Eu tenho uma enorme dificuldade em levar esta série a sério desde o acidente mortal que foi a segunda temporada. Embrulharam tanto, estragaram tanta coisa e apostaram em tantos cavalos errados que agora é muito complicado desatar este novelo. Concordo com vocês na solução de um salto temporal valente e acho também que uma renovação abrupta de elenco e de personagens poderia também resultar, outros Heróis, começar do zero com outra gente que não esta. Estes protagonistas já passaram por tanto disparate, que todas as suas acções levam-nos e questões inevitáveis e ao inevitável revirar de olhos. Eu cada vez que vejo o Peter a viajar no tempo lembro-me da jovem irlandesa que ele levou para o futuro e lá deixou, sem nunca mais se falar disso. Mas esqueceram-se dela?Sou só eu ou isto mostra a grande confusão que vai naqueles guiões?
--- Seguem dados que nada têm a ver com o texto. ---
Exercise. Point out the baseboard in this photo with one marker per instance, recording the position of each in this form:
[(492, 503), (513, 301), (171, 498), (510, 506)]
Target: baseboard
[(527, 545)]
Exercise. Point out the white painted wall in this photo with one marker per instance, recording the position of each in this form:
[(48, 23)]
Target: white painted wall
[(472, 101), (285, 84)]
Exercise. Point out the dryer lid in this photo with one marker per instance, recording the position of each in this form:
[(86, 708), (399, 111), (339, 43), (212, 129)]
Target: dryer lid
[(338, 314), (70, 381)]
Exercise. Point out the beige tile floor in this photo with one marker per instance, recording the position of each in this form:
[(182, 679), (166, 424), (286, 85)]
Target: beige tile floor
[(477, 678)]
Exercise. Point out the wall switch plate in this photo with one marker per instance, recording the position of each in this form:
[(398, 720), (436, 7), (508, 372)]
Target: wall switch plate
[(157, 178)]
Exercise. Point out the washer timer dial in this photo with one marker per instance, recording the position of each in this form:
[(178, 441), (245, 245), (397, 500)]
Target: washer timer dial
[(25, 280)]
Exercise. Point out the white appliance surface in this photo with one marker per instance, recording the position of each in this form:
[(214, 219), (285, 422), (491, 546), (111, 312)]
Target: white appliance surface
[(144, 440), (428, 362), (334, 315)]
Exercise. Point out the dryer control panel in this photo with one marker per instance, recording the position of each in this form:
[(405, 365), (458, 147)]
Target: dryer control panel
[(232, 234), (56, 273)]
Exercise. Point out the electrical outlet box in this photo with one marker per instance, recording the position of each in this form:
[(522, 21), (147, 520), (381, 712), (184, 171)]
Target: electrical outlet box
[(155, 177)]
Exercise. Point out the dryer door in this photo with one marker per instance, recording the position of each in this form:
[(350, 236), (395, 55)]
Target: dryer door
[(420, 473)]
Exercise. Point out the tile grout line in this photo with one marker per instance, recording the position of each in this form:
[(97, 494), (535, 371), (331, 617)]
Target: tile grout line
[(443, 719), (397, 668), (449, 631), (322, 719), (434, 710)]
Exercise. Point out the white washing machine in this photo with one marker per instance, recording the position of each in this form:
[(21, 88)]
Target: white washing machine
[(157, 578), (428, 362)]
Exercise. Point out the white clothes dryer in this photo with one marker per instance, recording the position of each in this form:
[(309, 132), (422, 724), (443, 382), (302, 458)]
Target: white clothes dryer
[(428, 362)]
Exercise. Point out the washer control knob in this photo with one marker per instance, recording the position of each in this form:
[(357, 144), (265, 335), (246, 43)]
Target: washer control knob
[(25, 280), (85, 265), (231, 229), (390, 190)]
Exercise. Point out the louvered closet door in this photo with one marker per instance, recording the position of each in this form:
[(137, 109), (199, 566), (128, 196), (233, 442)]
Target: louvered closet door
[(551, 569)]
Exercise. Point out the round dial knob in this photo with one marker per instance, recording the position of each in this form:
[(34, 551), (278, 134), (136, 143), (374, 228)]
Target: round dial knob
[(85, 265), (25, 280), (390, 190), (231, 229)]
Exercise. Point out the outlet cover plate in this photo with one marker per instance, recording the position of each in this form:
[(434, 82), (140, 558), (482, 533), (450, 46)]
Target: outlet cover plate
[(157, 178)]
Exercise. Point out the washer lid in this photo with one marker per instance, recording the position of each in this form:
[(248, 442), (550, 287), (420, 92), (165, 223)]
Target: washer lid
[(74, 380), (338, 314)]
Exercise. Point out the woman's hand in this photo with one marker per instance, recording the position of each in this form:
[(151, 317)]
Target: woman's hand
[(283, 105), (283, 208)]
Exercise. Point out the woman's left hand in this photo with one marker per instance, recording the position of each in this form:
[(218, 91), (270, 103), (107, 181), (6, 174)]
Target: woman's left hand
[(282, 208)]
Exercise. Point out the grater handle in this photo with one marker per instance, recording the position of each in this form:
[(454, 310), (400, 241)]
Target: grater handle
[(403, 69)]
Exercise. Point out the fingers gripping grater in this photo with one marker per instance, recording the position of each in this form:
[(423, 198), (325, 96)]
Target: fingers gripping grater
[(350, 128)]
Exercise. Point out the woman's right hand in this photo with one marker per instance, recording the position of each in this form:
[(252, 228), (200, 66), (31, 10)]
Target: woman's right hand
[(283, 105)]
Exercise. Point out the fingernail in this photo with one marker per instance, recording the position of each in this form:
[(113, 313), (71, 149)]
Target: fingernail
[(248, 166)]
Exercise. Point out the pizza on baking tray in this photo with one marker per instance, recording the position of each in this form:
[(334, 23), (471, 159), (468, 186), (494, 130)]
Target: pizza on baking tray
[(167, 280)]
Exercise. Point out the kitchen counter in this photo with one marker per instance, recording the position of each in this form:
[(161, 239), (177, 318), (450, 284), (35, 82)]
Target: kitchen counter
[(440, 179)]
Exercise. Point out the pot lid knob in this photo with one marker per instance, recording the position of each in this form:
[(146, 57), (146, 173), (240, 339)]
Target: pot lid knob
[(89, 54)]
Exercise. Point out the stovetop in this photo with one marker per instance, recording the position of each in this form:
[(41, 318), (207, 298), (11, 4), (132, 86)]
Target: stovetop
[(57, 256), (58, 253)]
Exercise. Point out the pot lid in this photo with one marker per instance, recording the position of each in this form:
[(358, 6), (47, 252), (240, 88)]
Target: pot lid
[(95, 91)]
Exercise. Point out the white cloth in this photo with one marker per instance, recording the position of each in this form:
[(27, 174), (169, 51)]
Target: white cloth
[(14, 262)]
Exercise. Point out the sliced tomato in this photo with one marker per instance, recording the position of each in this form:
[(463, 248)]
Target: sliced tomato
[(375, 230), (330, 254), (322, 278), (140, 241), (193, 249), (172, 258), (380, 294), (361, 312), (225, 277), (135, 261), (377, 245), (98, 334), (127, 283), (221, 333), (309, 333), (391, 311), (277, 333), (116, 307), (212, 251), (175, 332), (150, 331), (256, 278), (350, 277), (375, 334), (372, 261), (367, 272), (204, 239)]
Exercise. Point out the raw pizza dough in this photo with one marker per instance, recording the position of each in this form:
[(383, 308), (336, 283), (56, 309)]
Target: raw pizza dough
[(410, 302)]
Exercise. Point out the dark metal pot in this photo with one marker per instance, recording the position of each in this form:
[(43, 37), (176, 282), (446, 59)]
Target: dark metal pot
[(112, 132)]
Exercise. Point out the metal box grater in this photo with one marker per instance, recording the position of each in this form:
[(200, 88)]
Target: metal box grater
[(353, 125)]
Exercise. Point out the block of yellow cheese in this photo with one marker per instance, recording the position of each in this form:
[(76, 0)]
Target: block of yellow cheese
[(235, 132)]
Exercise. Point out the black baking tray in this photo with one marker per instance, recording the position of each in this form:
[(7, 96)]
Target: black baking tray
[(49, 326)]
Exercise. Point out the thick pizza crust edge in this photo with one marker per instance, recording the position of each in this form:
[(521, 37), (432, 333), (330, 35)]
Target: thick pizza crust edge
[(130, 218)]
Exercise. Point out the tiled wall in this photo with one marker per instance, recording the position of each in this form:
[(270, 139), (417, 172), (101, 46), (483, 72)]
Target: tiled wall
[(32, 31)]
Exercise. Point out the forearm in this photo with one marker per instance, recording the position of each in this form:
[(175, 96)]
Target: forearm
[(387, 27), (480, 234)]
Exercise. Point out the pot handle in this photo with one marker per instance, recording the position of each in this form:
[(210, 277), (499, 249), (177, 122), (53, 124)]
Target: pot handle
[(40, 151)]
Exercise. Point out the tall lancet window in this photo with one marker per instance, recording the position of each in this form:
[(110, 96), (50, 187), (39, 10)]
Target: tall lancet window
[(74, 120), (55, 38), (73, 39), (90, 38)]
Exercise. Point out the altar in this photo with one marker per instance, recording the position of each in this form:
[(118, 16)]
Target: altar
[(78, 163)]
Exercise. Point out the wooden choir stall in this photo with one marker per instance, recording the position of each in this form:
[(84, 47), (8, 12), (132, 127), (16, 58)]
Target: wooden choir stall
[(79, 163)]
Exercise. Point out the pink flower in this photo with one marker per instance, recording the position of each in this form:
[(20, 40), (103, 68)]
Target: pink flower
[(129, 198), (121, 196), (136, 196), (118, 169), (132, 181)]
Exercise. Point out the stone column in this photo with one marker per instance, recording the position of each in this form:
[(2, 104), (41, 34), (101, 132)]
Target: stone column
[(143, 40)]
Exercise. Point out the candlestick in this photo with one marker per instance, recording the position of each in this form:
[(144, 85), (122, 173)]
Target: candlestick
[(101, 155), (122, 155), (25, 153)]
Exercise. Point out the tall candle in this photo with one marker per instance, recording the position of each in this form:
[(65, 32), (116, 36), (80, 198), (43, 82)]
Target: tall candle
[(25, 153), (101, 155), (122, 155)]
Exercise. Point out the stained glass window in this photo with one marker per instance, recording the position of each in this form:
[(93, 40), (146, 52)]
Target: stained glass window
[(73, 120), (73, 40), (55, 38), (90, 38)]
Falando do episódio (e tirando a parte muito, mas mesmo muito idiota da tentativa de suicídio), foi o melhor até ao momento sem dúvida, porque existiu a liberdade criativa do futuro, com bons momentos de acção e adrenalina,a liberdade de não ter de explicar o como e de nos demonstrar apenas uma realidade que não deve nada a ninguém. De resto a ideia da vacina não é nova (o 4400 já a tinha explorado, com bastante eficácia a meu ver) mas é sempre interessante pensar na possibilidade de cada um de nós adquirir um poder.
Vamos ver o que nos reserva esta terceira temporada, mas muito sinceramente a fé está lá mesmo em baixo.
Abraço
Como previa, esta história da Nikki/não sei das quantas (já perdi a conta aos nomes que ela já teve) é completamente desnecessária. Podíamos aqui eliminar um herói, já se tornava mais fácil lidar com o elenco. E levem a Maya (era Maya, não era? Aquela dos olhos pretos) já agora.
O primeiro episódio do futuro, o da primeira temporada, foi um dos melhores de sempre da série, não só pelas homenagem que fez à BD (X-Men, Days of Future Past), mas também porque conseguiu levar a história para um percurso totalmente diferente. Infelizmente, tudo o que é demais enjoa, e se este episódio não foi mau, longe disso, sinceramente não me conseguiu prender.
Ver o Sylar com o avental a preparar waffles foi… surreal. De quem era filho o puto?
Como é que Knox e a Daphne sobreviveram à destruição de Costa Verde? A Caire é fácil perceber, o Peter também, mas esses dois, que não são indestrutíveis… não explicaram.
Heee, o Sark está de volta. :electric: Pena ter sido tão mau usado na segunda temporada, pois o David Anders é um excelente actor.
Já agora, estou a gostar de ler as tuas críticas, ZB. Parecem-me bem pensadas – não estás aqui só a dizer mal, pelo contrário, fundamentas as tuas críticas. Isso sim, prova que se consegue ser mais ou menos imparcial, mesmo com os nossos ódios de estimação.